Bridget Woodman, Warwick Business School
Increasing levels of distributed generation are expected to connect to distribution networks in the UK over the next few years, largely as a result of government targets for renewables and CHP. Connections of distributed generation (DG) could maintain the current passive mode of network operation, with the DG operated separately from the system as a whole. Alternatively, the new generation could be incorporated into the working of the system. This will require an active mode of connection and network operation, which is arguably more efficient in terms of network design and enabling greater levels of distributed generation. However, achieving such a shift will require innovation in both network design and operation.
The monopoly networks are regulated by Ofgem, mainly through five yearly price controls. These regulate the profits of the distribution network operators (DNOs), and in the process also shape their business and investment strategies. It has been recognised for some years that the design of the price controls can raise barriers to DG, or at the very least does not provide DNOs with incentives to encourage deployment.
The most recent price control review for the period 2005 – 2010 explicitly took innovation in network design and operation, and DG, into account, with Ofgem recognising that this could contribute both to security of supply and to achieving government targets and potentially a longer term shift to more active network management. The challenge for Ofgem and DNOs is how to realise greater levels of DG cost effectively. This paper outlines the three main initiatives in the price control designed to encourage innovation and greater levels of DG – the DG incentive, the Innovation Funding Initiative (IFI) and Registered Power Zones (RPZs).

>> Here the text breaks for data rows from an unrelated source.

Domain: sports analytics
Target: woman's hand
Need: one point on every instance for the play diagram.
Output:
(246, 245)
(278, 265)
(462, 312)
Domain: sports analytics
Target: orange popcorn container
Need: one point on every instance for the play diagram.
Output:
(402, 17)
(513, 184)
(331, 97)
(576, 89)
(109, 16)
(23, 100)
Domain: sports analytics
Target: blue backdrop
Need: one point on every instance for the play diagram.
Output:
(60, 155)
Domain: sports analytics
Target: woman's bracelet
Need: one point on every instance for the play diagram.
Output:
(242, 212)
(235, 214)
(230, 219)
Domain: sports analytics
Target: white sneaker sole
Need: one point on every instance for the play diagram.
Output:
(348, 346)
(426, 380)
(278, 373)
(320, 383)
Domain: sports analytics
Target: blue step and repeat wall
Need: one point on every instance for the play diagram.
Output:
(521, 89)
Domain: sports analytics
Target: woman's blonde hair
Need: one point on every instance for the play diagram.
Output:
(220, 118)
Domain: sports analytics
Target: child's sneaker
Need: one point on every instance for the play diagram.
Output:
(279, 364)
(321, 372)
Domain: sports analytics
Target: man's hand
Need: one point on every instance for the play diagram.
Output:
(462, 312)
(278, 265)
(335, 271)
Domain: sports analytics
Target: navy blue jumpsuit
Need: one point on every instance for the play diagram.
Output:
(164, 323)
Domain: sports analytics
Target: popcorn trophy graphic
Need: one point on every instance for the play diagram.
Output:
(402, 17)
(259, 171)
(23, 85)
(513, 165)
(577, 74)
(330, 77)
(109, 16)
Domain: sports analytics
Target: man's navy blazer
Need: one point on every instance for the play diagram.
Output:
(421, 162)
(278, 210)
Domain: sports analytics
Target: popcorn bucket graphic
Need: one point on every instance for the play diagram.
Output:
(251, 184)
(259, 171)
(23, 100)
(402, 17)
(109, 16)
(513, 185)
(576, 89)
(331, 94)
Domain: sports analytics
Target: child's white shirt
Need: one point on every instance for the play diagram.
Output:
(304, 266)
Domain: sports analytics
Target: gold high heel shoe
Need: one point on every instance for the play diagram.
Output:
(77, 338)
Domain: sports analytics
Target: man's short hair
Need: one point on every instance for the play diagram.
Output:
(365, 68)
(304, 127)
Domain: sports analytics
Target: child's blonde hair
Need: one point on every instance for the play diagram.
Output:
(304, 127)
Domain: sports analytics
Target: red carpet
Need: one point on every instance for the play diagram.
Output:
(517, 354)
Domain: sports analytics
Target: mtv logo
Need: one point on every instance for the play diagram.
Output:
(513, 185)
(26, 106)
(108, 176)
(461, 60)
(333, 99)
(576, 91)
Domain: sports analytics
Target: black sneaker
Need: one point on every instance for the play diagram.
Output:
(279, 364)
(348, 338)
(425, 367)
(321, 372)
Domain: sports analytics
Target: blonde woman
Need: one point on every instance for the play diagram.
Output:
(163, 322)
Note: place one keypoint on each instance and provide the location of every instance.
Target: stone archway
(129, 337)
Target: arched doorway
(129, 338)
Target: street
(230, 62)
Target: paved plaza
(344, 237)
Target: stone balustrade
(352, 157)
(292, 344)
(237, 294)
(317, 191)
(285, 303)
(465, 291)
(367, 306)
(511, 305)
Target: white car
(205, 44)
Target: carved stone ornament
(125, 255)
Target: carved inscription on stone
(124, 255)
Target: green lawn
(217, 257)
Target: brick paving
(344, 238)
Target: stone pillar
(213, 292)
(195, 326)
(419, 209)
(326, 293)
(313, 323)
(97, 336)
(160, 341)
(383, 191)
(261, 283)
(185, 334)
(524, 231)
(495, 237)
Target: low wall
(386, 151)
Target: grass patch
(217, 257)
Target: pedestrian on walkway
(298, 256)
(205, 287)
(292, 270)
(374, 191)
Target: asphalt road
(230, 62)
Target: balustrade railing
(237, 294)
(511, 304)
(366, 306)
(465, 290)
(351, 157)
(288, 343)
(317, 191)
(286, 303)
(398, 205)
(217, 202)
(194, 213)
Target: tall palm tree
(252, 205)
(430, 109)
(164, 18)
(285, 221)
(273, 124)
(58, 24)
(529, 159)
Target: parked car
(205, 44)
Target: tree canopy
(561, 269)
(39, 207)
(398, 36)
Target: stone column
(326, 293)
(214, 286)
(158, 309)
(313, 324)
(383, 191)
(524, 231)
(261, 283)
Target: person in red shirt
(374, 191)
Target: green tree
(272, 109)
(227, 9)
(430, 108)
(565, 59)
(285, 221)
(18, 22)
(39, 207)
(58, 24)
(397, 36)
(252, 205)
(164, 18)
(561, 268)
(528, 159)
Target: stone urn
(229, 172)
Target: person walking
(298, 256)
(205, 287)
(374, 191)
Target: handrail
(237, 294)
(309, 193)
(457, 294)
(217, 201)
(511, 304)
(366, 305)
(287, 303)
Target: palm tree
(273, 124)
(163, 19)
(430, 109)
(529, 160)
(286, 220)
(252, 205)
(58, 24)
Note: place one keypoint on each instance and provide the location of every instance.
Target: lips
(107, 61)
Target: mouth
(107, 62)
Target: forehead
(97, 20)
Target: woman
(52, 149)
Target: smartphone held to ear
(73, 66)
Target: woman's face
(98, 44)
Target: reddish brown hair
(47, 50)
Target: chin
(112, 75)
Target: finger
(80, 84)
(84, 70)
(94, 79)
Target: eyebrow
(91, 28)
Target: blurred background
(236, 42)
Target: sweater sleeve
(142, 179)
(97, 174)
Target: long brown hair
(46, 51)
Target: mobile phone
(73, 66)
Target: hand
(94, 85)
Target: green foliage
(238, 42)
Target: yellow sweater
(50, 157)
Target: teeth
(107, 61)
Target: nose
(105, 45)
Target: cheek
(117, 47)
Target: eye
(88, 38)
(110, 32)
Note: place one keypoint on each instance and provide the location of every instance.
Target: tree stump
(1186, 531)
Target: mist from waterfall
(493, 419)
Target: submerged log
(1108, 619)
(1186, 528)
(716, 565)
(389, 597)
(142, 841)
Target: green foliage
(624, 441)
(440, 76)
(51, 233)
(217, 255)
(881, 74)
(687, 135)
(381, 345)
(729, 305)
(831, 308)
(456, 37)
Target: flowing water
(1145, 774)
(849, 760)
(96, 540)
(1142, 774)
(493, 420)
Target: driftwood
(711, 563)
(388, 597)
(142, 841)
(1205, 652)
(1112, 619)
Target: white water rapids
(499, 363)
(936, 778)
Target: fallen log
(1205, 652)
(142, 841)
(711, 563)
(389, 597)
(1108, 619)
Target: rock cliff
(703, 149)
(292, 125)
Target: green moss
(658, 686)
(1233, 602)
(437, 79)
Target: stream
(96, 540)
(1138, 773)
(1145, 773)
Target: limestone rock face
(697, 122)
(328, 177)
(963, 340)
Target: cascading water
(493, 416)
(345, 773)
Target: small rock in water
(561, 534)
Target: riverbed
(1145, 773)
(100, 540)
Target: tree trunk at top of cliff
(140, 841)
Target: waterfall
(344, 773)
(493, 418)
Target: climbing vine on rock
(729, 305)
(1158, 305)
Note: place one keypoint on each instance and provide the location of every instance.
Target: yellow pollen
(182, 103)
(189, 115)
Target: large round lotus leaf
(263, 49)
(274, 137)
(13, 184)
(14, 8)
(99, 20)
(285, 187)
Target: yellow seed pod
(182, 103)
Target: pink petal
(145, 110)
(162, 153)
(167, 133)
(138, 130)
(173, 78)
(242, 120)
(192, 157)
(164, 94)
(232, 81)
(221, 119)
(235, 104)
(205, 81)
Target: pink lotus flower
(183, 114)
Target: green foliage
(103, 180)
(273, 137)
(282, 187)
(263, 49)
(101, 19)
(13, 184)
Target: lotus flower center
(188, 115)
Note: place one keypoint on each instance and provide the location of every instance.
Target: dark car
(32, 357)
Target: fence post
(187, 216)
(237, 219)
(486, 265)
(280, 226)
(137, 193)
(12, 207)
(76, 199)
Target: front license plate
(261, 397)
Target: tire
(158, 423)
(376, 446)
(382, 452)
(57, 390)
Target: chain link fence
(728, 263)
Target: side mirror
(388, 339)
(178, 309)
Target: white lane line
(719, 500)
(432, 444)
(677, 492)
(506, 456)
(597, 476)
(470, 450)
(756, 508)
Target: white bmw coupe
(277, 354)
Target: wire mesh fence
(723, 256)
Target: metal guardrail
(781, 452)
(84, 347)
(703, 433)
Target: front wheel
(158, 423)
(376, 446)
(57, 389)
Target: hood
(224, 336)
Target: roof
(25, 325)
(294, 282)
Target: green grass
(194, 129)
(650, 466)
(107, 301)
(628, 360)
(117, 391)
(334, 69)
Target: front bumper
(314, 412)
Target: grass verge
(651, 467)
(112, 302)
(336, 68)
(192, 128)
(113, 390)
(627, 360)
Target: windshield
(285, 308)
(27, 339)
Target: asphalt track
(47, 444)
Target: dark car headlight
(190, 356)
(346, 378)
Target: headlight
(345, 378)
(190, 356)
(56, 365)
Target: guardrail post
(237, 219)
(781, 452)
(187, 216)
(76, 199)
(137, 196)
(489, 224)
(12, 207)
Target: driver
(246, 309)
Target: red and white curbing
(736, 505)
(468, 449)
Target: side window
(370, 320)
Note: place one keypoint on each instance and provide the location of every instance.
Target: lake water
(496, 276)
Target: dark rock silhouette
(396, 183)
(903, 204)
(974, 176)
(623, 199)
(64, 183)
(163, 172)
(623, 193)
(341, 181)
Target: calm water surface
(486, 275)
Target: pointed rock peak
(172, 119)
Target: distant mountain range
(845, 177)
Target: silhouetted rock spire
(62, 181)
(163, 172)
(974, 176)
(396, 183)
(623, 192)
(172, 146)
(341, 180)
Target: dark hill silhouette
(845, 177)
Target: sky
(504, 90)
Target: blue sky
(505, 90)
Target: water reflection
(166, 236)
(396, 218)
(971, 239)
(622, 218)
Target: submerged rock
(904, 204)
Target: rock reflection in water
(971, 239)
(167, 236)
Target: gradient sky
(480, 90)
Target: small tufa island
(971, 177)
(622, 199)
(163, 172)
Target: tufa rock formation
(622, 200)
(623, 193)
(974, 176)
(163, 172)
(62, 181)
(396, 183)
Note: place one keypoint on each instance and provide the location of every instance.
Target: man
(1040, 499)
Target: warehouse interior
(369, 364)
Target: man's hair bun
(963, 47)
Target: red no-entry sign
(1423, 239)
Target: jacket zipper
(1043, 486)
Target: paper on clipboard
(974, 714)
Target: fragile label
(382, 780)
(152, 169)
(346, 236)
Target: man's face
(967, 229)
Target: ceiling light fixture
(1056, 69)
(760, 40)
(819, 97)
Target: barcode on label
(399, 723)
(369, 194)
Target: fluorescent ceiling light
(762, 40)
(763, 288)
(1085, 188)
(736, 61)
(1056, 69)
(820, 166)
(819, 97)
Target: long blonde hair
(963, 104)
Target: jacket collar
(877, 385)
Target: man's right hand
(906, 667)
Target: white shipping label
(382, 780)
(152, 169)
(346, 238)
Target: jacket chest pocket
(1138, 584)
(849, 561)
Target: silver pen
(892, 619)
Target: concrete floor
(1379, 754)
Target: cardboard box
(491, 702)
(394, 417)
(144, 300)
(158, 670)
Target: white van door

Early results show that, while there is general support for the DG incentive and RPZ mechanisms from the DNOs, they do not appear to have resulted in higher rates of DG connections. In addition, while DNOs also support the IFIs, much of the work undertaken so far has focused on network asset lifetime extension, rather than innovation in connections or progress towards active network management. The paper concludes with some ideas for possible improvements in the schemes when they are reviewed at the end of this year.